Sentenza n. 107/2025

15 Luglio 2025
Sulla qualifica soggettiva dell'autore del reato di evasione

Testo

Materia

Reati – Evasione

Tipologia di decisione

Sentenza di rigetto

Oggetto della q.l.c.

Art. 385, co. 3 c.p.

Parametri

Art. 25 Cost.

Massima

  • Nel perimetro coperto dal termine «imputato» di cui all’art. 385, co. 3, c.p. rientra, al di là del nomen attribuitogli alla luce del nuovo contesto normativo, il soggetto che, secondo il nuovo codice di procedura penale, assume la denominazione di «indagato».

Profili d’interesse

  • La Corte adotta un’interpretazione attualizzante, che di fatto estende l’ambito applicativo della disposizione in malam partem.

Estratto della motivazione

5. − L’articolo censurato ha subito diverse modifiche e, per quello che qui interessa, il terzo comma, da ultimo, è stato sostituito dall’art. 29 della legge n. 532 del 1982, che ha aggiunto la previsione relativa all’imputato «in stato di arresto nella propria abitazione o altro luogo designato nel provvedimento», acquisendo la formulazione attuale.

All’epoca della sostituzione del terzo comma dell’art. 385 cod. pen. era vigente il vecchio codice di procedura penale del 1930, che non contemplava la figura della «persona sottoposta alle indagini».

Era, infatti, previsto unicamente lo status di imputato.

5.1. − A norma dell’art. 78 del previgente codice di rito, «[a]ssume[va] la qualità di imputato chi, anche senza ordine dell’Autorità giudiziaria, è posto in stato d’arresto a disposizione di questa ovvero colui al quale in un atto qualsiasi del procedimento viene attribuito il reato».

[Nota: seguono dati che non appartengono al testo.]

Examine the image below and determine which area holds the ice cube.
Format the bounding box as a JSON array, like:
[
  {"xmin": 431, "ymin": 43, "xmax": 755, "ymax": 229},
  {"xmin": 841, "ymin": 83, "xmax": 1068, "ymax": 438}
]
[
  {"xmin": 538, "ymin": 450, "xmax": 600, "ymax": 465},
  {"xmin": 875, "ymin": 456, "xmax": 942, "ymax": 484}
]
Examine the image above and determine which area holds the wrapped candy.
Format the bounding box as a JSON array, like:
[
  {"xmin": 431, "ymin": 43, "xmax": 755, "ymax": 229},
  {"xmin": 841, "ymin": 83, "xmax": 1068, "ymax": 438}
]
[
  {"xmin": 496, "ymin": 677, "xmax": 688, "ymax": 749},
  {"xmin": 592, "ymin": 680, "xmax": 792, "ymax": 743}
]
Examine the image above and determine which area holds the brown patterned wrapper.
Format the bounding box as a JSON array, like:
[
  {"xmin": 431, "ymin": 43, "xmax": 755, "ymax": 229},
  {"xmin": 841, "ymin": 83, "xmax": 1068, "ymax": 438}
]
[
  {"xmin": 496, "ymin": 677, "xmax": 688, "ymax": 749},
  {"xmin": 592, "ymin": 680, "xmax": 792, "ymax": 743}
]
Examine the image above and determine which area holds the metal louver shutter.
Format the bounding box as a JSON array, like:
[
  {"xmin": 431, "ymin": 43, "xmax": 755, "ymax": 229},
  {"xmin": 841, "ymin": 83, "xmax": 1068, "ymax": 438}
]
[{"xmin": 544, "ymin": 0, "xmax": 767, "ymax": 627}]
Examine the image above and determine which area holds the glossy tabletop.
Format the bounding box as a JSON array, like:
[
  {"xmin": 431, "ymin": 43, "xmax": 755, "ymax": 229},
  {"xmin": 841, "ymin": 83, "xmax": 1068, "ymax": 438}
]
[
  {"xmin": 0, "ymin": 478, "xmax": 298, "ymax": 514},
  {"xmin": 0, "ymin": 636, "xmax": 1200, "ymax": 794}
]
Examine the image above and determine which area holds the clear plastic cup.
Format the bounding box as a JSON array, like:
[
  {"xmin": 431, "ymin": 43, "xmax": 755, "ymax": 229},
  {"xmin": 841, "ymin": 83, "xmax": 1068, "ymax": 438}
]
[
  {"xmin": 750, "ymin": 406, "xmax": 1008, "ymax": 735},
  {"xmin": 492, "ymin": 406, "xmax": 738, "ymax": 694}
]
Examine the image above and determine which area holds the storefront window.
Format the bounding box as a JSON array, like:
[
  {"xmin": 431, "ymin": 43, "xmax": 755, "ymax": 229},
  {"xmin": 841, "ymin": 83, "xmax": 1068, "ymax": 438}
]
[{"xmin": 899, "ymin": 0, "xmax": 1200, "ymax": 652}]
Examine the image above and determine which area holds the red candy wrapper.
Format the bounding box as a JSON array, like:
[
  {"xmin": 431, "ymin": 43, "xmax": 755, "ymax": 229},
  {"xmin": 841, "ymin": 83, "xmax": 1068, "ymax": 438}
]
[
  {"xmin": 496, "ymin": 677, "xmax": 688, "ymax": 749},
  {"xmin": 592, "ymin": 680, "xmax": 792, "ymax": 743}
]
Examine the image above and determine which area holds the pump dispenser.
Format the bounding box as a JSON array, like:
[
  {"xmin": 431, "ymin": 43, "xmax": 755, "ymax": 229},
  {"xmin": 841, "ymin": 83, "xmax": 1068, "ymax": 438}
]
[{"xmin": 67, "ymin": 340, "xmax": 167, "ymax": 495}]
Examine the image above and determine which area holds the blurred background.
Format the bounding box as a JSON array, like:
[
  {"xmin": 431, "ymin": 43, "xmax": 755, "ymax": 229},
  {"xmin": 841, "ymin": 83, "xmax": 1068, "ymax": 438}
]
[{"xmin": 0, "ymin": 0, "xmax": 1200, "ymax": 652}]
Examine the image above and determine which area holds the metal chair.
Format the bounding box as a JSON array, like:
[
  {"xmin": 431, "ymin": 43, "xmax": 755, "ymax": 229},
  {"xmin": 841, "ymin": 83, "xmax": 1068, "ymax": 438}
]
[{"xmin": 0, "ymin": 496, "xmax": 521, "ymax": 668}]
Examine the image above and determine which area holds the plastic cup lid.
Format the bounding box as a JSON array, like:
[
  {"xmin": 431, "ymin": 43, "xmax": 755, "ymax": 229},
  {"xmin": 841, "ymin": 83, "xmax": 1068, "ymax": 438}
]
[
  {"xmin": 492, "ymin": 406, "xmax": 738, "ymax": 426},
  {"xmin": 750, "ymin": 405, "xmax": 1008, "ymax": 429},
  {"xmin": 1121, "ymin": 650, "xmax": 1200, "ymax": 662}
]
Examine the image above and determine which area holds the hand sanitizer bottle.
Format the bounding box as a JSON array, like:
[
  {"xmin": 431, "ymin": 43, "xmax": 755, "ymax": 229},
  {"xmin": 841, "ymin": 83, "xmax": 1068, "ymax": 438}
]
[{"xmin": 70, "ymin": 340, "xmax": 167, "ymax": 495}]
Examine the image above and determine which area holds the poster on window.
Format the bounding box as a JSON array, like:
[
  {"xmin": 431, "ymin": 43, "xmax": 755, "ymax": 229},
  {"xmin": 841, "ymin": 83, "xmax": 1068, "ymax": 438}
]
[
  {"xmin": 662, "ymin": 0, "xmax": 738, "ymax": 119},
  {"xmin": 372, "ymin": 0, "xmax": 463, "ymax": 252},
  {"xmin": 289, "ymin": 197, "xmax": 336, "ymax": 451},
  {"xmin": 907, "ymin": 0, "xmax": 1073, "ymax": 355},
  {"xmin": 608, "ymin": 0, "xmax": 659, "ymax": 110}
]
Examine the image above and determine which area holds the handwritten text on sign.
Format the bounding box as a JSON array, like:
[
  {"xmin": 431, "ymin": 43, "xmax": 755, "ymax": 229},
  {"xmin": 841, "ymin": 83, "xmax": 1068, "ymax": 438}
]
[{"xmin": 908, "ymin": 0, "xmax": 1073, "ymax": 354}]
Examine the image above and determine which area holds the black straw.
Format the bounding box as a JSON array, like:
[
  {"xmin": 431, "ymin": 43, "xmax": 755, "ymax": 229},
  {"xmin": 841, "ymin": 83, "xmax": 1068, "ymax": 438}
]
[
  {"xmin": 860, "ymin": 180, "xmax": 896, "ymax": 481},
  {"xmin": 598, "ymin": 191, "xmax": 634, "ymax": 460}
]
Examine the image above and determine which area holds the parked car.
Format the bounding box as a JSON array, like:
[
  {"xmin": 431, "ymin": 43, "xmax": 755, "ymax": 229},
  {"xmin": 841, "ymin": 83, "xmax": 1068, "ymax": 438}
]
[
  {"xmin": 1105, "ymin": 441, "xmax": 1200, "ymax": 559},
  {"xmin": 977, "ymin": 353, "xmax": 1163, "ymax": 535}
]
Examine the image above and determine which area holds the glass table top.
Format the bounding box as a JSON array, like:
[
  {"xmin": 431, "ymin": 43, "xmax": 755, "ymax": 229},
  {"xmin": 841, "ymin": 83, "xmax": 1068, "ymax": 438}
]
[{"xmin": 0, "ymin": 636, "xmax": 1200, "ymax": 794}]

Imputato era, dunque, colui il quale fosse risultato indiziato di reità in qualsiasi fase del procedimento, compresa quella delle indagini. […]

5.2. − Quando ha introdotto la disposizione censurata, il legislatore del 1982 non poteva che fare riferimento alla nozione di imputato prevista, nel codice di rito del 1930 all’epoca vigente, essendo del tutto sconosciuta – come si è detto – la figura della persona sottoposta alle indagini.

[…]

Nell’attuale impianto codicistico, la «persona sottoposta alle indagini preliminari» (detta più comunemente «indagato») è il soggetto nei cui confronti vengono svolte indagini a seguito dell’iscrizione di un fatto a lui addebitato nel registro delle notitiae criminis. Tale qualifica permane fino a che il pubblico ministero non eserciti l’azione penale o fino a che, su iniziativa del pubblico ministero, il procedimento relativo non venga archiviato dal giudice.

Attualmente, la figura dell’imputato è definita dall’art. 60 cod. proc. pen., a mente del quale tale qualifica si acquista con l’esercizio dell’azione penale. Il comma 1 di tale articolo dispone che «[a]ssume la qualità di imputato la persona alla quale è attribuito il reato nella richiesta di rinvio a giudizio, di giudizio immediato, di decreto penale di condanna, di applicazione della pena a norma dell’art. 447, comma 1, nel decreto di citazione diretta a giudizio e nel giudizio direttissimo».

6. – Dunque, il legislatore del 1982, con il termine «imputato» utilizzato nel censurato terzo comma dell’art. 385 cod. pen. – mutuato, per quanto sopra detto, dal codice di rito del 1930 –, indicava, quale soggetto attivo del reato, una specifica figura, delimitata in un preciso arco procedimentale. […]

7. – […] Nel caso in esame […] la disposizione deve essere letta alla luce del codice linguistico tecnico del tempo della sua adozione, attribuendo al termine «imputato» il significato proprio del contesto temporale in cui è stato utilizzato dal legislatore. Il codice linguistico conferito al termine «imputato» va contestualizzato e letto tenendo presente che esso all’epoca includeva il soggetto che, sempre sulla base delle disposizioni normative pertinenti, oggi ricomprende anche il soggetto indagato.